Muchos interesados pretenden comparar los precios de la gasolina y el ACPM con los del bioetanol combustible y del biodiesel de aceite de palma, olvidando sus invaluables logros ambientales. Bien merece un análisis comparativo:

1. Los precios de los Biocombustibles incorporan las externalidades positivas de estos energéticos renovables, tales como la mitigación de gases efecto invernadero, la reducción de emisiones de material particulado, generación de empleo y seguridad energética, entre otras.

De acuerdo con el reciente estudio de Cerrito Capital, donde se evaluó una propuesta para una nueva política de Biocombustibles, se concluyó que:

“Dentro del acervo de alternativas tecnológicas y de política con que cuenta el gobierno, un aumento de mezcla de biocombustibles es costo eficiente y es la política más veloz en implementación. Su celeridad y oportunidad hace que sea la medida prioritaria para acelerar la reducción de emisiones, tanto de MP como de GEI.”

2. Los Biocombustibles, por su estructura fisicoquímica, tienen propiedades que agregan valor a los usuarios, por ejemplo, el octanaje del Bioetanol de caña de azúcar es 120, muy superior al de la gasolina corriente básica cuyo valor mínimo es 81. El Biodiesel de aceite de palma tiene un altísimo número de cetano de 69, superior al 48 del diésel fósil.

3. Tanto el Bioetanol como el Biodiesel, no contienen azufre en su composición química, por lo que contribuyen notablemente al cumplimiento de las metas de reducción de este componente establecidos en la ley 1946 de 2019, el CONPES 3943 y la resolución 40103 de 2021.

4. El Bioetanol es un oxigenante por definición y el Biodiesel tiene una altísima lubricidad lo que contribuye a alargar la vida útil del motor.

5. Desafortunadamente, en Colombia y en el mundo, no se han monetizado adecuadamente los costos reales del impacto en la salud pública de los combustibles fósiles.
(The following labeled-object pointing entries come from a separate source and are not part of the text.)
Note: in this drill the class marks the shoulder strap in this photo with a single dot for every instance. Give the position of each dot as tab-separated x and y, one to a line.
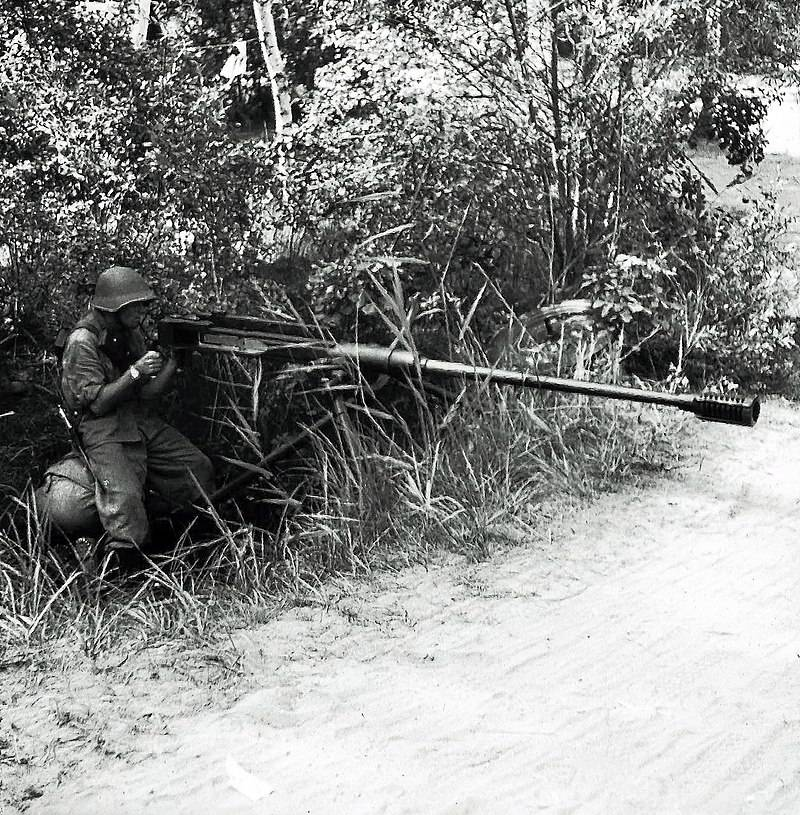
63	335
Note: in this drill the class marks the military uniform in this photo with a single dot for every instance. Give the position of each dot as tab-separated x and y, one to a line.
130	449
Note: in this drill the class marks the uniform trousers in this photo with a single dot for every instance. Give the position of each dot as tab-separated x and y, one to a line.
161	461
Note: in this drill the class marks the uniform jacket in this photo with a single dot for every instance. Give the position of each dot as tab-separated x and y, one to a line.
87	368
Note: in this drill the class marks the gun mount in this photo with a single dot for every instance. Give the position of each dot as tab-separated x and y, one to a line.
293	342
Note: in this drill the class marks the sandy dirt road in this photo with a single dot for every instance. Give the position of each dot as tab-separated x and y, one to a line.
642	658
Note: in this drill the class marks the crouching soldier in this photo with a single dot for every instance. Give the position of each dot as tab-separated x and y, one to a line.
108	380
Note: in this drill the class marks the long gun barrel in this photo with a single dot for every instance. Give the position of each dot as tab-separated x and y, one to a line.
292	342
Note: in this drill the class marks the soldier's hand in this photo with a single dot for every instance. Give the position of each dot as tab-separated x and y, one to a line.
150	364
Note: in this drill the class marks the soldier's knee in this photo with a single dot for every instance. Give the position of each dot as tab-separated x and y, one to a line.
203	471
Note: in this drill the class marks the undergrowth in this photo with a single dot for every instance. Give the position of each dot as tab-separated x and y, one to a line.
384	486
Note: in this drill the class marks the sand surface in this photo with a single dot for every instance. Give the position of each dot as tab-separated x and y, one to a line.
640	655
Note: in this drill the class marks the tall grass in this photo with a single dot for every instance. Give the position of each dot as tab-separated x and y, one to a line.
385	486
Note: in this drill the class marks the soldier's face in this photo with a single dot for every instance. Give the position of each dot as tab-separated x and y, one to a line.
132	315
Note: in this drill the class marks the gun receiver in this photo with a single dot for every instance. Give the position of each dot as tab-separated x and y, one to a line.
292	342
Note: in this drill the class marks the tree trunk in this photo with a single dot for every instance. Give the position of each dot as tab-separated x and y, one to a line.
140	23
265	25
714	29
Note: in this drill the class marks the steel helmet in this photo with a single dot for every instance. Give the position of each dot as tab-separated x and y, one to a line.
66	500
120	286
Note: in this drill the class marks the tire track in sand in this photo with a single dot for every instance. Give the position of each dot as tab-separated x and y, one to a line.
647	662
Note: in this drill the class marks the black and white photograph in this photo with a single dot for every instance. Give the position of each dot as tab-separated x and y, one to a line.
399	407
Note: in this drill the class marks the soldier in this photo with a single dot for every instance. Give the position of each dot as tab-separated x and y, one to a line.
108	380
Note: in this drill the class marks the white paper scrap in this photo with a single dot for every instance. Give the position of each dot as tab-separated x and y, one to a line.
248	784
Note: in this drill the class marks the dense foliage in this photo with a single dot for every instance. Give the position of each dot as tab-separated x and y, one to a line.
485	152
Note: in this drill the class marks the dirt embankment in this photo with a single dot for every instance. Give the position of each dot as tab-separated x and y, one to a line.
641	655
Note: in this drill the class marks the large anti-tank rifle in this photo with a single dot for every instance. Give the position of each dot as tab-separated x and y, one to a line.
294	342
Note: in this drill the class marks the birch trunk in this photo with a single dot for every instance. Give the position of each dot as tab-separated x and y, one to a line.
714	29
141	20
265	25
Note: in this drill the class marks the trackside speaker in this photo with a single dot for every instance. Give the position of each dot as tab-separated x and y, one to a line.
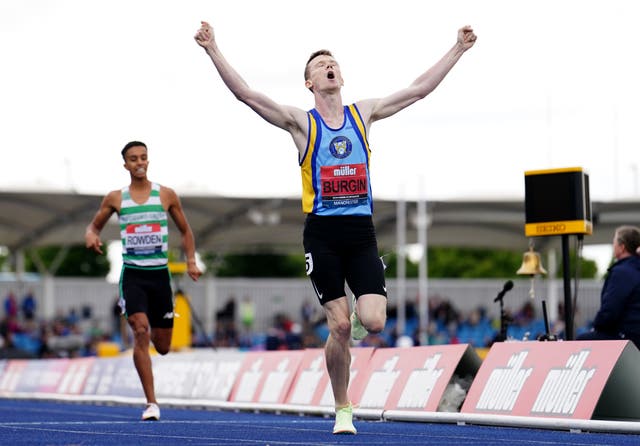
557	202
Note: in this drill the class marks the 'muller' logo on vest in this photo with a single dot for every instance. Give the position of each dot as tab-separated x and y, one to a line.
344	171
504	385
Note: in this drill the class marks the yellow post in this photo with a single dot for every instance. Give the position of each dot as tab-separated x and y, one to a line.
181	311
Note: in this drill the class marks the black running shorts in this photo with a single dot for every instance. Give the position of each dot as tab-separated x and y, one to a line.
148	290
342	249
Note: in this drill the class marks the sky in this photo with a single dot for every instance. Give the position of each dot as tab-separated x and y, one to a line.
549	84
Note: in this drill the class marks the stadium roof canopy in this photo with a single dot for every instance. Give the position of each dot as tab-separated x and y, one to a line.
242	225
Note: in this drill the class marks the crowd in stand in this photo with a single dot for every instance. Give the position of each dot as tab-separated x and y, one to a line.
75	334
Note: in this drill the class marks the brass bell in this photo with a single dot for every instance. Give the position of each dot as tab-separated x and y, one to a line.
531	264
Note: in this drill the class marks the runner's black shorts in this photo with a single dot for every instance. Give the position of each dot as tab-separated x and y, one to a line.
147	290
342	249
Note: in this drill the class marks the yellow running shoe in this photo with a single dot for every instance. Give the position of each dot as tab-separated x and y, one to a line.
344	421
358	332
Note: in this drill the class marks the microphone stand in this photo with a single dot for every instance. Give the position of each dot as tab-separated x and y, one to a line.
504	320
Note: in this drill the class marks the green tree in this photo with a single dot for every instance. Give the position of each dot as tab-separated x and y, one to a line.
255	265
78	261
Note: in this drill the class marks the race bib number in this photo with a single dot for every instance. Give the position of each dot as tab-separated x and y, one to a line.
143	239
344	185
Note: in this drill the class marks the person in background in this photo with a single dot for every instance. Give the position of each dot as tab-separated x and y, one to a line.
146	297
619	313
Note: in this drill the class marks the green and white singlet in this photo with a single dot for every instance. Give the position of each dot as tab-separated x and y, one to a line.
144	230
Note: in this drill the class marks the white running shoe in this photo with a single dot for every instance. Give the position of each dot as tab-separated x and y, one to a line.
151	413
358	332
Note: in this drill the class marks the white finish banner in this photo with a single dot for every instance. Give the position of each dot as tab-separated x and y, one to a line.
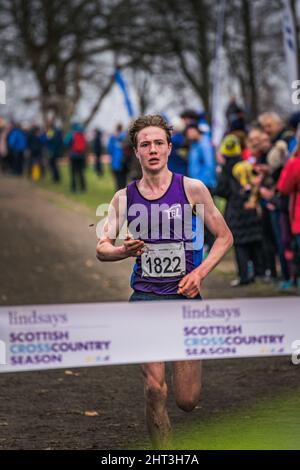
80	335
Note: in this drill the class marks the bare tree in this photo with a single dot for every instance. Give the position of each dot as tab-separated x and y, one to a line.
66	45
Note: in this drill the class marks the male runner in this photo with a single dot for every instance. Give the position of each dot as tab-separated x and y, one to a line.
164	269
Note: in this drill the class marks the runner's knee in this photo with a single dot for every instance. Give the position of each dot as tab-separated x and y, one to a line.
155	391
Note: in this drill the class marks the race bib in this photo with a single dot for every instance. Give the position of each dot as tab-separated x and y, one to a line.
163	260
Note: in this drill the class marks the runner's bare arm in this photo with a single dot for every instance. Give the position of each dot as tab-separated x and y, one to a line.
197	193
106	249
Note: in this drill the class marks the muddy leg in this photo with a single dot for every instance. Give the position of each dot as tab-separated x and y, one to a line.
157	418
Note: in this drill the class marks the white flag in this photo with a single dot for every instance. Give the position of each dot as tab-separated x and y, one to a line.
290	44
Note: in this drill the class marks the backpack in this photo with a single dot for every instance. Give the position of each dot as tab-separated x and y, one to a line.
78	143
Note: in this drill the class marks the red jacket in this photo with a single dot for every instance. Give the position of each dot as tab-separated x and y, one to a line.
289	185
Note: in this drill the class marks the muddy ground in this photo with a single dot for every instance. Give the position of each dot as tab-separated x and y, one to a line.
47	255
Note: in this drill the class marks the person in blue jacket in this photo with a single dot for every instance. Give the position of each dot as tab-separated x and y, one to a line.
115	150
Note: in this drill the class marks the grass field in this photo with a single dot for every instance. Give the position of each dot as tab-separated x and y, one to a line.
99	189
267	425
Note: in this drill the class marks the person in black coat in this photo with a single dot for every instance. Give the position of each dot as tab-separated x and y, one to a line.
241	217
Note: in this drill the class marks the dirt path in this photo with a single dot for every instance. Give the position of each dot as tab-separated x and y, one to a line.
47	255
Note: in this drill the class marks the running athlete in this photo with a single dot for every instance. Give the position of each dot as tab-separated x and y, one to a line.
166	267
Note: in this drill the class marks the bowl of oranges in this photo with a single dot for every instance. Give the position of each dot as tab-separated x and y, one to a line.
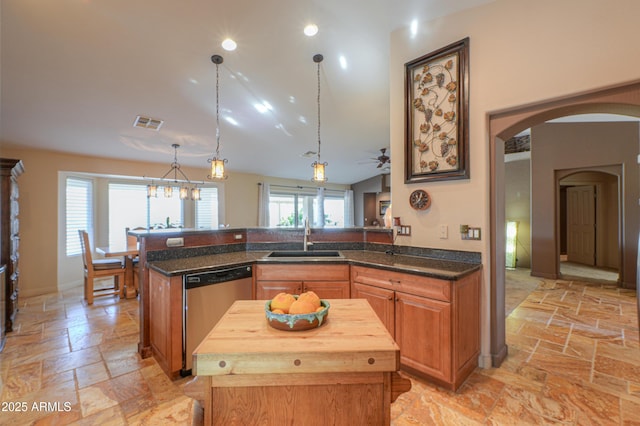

Vale la pena destacar que el programa nacional de Biocombustibles es esencialmente una política diseñada por el Estado para la promoción de la agroindustria, el desarrollo y el progreso regional y la generación de empleo justamente remunerado – la cadena agroindustrial del Biodiesel y del Bioetanol han creado alrededor de 90 mil empleos de acuerdo con Fedesarrollo – que es lo mismo decir que alrededor de 360 mil colombianos y colombianas derivan su sustento diario de este programa.

Por lo tanto, los biocombustibles son un derecho que los colombianos debemos defender.